De nombreuses commandes
Les enfants essayent, tant bien que mal, de faire la même chose… Richelieu noue solidement un bout de ficelle autour de l’extrémité de la corde “ébouriffée” et du manche. Il recommence le même geste, cette fois-ci, avec du ruban adhésif et montre le résultat, avec fierté. Il recommencera la même opération pour tous les enfants en continuant à répondre à leurs questions lorsqu’ils n’ont pas compris quelque chose. Parfois, il est interrompu par d’autres parents accompagnés de leurs enfants qui viennent demander le prix du fouet.
En résumé, chaque fouet a son prix, celui-ci peut atteindre 50 euros ou plus et cela dépend de la longueur et du diamètre de la corde. “Il y a des cordes simples ou des cordes plus épaisses qui servent à amarrer les bateaux, par exemple”, explique-t-il en nous montrant un fouet fait avec une grosse corde marron et nous imaginons qu’il faut beaucoup de force dans les bras pour manier un tel objet… En bon professionnel, Richelieu Chelza a exposé sur la table de son stand quelques modèles de fouet qu’il a fabriqués et qui sont à vendre.

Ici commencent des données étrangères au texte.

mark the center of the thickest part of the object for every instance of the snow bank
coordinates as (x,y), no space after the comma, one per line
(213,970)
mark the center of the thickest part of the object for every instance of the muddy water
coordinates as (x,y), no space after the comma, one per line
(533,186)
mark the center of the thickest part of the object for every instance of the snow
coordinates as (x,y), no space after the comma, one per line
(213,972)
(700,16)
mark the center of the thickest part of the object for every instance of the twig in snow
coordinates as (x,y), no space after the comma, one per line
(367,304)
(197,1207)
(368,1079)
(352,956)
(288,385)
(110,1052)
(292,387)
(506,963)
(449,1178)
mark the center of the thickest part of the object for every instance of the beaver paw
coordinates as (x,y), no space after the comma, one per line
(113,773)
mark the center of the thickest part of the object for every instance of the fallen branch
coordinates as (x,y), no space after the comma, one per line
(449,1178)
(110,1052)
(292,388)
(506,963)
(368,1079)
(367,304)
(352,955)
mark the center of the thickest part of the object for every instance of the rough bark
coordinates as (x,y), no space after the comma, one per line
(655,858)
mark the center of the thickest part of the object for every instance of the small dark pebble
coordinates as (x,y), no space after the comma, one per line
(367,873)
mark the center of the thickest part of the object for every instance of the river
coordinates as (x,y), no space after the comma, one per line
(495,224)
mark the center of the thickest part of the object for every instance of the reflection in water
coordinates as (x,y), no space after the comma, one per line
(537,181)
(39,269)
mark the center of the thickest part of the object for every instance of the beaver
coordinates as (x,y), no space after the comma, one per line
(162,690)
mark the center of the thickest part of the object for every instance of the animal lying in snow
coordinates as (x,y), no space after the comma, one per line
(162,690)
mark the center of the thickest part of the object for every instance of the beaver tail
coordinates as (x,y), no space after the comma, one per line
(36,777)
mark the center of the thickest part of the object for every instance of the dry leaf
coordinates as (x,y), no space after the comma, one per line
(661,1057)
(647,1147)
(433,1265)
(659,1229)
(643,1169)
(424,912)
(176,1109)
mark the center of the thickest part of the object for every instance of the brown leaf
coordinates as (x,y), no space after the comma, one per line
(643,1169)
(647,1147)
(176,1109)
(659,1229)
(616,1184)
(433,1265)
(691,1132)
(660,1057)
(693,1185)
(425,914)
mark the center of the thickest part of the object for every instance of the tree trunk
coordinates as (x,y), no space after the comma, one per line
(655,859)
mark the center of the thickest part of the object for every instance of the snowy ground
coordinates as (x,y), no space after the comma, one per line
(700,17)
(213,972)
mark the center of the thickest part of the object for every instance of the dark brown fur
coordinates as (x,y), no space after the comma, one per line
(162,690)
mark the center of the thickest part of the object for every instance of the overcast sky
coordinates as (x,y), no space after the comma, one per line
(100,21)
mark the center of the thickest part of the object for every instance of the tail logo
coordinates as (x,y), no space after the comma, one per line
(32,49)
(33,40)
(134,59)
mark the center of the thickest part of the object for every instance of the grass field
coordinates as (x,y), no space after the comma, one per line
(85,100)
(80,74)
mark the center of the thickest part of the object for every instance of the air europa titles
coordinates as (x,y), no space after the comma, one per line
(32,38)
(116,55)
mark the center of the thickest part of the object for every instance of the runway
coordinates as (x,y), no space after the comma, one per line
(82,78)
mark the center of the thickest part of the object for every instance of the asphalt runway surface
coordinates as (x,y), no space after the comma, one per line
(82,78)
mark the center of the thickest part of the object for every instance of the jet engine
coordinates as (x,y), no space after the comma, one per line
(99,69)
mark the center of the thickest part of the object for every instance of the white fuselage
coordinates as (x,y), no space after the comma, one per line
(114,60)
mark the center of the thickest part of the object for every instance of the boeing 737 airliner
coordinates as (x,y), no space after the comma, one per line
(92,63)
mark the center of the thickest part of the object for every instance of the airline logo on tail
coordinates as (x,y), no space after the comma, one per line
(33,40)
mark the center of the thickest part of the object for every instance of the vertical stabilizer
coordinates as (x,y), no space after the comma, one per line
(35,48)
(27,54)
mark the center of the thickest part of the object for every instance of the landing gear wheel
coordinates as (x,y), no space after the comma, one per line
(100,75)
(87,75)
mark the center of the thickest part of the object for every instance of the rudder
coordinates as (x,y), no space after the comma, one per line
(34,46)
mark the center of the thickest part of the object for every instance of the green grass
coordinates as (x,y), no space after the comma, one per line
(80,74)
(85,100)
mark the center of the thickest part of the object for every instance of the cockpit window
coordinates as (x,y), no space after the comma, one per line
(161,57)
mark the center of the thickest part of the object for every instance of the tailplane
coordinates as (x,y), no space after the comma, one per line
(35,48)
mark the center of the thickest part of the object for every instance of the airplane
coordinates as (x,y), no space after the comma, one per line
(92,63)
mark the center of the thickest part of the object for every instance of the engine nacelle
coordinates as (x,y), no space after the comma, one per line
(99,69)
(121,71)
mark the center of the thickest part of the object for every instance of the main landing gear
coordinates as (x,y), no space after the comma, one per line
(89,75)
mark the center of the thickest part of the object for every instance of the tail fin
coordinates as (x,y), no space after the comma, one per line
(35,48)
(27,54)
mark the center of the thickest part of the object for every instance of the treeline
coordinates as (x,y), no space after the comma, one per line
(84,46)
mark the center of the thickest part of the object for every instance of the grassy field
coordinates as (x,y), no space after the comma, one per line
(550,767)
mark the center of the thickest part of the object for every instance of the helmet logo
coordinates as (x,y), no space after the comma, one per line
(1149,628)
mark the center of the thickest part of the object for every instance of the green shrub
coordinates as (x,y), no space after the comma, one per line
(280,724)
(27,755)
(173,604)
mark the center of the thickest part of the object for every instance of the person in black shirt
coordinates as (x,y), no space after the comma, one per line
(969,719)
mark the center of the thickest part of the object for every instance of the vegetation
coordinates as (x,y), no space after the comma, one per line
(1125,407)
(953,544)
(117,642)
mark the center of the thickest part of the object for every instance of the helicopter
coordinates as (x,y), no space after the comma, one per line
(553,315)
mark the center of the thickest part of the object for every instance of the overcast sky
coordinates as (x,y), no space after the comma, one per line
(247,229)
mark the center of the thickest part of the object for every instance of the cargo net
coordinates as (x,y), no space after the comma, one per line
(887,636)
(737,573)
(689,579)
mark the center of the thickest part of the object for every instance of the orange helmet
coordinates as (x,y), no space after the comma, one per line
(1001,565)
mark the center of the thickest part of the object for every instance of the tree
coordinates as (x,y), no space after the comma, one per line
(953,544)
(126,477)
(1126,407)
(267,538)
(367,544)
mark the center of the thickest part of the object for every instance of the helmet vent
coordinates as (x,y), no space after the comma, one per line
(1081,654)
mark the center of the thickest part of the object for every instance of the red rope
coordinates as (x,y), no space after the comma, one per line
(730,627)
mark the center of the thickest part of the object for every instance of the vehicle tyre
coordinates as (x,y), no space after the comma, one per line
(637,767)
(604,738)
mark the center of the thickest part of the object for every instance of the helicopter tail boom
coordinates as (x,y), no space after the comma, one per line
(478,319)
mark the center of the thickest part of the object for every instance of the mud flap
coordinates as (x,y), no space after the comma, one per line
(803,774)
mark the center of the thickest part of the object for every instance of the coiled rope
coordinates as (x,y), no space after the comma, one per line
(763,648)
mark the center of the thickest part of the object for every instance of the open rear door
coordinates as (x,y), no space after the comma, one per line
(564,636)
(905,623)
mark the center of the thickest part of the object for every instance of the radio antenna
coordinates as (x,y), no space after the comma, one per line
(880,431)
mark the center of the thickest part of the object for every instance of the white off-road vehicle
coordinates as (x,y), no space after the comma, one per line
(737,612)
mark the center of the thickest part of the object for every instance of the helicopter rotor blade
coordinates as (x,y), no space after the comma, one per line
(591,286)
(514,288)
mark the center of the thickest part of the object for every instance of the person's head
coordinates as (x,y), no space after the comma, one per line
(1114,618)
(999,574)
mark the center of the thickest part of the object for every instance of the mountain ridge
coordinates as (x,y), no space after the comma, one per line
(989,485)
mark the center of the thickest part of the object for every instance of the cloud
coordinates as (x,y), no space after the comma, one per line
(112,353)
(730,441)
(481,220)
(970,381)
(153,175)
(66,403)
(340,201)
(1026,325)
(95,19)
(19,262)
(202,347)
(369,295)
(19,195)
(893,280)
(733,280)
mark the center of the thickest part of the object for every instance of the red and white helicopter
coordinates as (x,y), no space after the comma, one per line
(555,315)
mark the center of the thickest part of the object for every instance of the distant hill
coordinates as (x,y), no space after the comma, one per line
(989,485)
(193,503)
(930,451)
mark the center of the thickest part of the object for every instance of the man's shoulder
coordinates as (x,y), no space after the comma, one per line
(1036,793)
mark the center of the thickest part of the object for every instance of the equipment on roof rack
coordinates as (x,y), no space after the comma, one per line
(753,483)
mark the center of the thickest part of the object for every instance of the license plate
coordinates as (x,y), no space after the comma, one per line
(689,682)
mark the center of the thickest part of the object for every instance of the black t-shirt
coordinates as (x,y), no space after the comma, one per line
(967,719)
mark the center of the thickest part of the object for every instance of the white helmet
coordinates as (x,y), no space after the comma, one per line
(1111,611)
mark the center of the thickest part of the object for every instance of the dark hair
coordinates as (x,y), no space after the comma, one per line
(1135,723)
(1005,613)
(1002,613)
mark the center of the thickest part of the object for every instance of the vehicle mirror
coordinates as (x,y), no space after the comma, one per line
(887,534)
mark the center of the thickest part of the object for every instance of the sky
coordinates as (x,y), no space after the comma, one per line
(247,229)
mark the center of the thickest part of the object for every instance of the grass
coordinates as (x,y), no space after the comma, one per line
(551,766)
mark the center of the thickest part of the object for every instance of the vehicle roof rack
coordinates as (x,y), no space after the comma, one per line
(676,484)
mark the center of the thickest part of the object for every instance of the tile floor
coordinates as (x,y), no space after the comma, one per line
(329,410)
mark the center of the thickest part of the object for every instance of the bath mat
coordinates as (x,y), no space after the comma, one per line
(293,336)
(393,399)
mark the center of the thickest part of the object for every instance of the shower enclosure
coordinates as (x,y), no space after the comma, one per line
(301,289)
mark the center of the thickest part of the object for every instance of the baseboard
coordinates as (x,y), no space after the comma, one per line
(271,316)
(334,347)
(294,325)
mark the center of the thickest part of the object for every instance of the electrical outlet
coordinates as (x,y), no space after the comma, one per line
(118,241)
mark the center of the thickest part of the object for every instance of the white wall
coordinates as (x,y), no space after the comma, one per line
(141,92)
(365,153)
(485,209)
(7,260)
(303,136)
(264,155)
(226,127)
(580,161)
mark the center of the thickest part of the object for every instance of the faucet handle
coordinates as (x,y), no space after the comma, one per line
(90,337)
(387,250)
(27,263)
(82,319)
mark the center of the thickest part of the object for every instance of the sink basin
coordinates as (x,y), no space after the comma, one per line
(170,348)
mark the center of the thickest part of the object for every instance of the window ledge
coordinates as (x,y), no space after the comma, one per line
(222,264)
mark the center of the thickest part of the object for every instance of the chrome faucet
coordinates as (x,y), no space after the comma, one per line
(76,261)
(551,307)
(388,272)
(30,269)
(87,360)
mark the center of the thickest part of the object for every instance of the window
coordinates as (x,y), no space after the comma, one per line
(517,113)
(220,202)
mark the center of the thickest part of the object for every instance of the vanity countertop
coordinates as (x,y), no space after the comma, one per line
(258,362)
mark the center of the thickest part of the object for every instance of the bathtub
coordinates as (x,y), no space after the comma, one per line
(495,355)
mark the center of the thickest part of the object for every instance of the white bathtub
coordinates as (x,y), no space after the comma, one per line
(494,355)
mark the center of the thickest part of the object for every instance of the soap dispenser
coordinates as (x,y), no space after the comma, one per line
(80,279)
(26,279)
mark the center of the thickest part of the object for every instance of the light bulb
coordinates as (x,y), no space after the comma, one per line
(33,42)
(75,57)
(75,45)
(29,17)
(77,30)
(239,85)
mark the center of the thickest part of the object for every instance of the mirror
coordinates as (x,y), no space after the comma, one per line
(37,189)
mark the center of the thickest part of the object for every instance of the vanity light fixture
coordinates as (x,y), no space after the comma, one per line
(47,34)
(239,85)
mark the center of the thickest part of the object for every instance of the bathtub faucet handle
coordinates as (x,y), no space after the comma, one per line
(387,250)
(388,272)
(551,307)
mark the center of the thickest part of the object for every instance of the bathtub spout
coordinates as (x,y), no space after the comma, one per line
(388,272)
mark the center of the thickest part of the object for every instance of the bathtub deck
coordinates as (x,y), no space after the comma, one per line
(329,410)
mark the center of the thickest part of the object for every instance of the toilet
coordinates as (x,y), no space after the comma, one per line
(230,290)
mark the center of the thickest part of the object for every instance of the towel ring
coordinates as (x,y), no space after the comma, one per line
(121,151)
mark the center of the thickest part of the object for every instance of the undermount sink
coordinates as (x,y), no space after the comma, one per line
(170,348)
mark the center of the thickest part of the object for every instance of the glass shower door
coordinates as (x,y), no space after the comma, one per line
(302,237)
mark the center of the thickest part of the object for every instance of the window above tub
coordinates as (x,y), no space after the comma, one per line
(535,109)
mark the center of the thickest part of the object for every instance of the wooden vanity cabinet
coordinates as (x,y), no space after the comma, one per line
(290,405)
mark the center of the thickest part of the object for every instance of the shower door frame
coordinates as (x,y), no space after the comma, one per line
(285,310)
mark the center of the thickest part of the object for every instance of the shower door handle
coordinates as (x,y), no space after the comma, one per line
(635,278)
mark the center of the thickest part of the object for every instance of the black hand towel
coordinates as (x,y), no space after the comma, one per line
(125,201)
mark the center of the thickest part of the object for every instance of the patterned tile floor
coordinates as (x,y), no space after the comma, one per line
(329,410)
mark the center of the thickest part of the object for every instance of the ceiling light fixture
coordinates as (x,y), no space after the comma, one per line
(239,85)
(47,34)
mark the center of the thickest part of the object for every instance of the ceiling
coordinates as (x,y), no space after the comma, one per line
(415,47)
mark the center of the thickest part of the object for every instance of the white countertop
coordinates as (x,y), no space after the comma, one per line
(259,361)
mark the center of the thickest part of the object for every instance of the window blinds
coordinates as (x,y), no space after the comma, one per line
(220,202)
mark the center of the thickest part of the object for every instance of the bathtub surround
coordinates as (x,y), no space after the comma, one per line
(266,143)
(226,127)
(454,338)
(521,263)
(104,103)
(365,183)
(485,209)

Au fil du temps, Richelieu s’est fait une solide réputation dans le domaine du fouet car il en fabrique non seulement pour des jeunes enfants qui veulent s’amuser mais il travaille aussi pour des membres de groupes de carnaval. “Les “groupes à peau” font eux-mêmes leurs fouets mais quand ils sont débordés, leurs membres viennent me voir. Mon carnet de commandes est rempli, en ce moment, le téléphone n’arrête pas de sonner”, dit-il.
Le “krash”, un élément important
Ensuite, Richelieu passe à une étape essentielle dans la réalisation du fouet, il s’agit de la pose du “krash” à l’autre extrémité de la corde. “Le “krash” est ce cordon que l’on fixe à l’autre bout du fouet. On peut aussi utiliser les fibres du karata, un arbre qui pousse ici en Guadeloupe”, explique-t-il. Pour cette opération, il choisit un bout de cordon de couleur verte qu’il fixe aussi avec de la ficelle et du ruban adhésif. Puis, il défait sur 2 centimètres environ le “krash” et nous montre la partie intérieure : “cette partie blanche est “l’âme” de la corde. Un bon fouet ne touche pas le sol. Le bruit que nous entendons est causé par la vitesse de déplacement du fouet dans l’air. Il y a des gens qui mettent du plomb au bout du fouet pour que cela fasse une explosion”, déclare-t-il.
On se souvient alors du décès de ce petit garçon qui avait reçu des éclats de plomb dans l’oeil, il y a quelques années à Anse-Bertrand… Cette pratique dangereuse a-t-elle changé? Nul ne le sait, mais nous pouvons nous interroger chaque fois que les “fouettards” des “groupes à peau” font claquer leurs fouets dans la rue devant les spectateurs.
Si, pour une fois, les enfants ont attendu calmement que leur fouet soit terminé, certains parents ont été très impatients… Heureusement que, Simone, l’épouse de Richelieu Chelza, était présente pour l’aider à faire plaisir à ces petits amoureux du carnaval.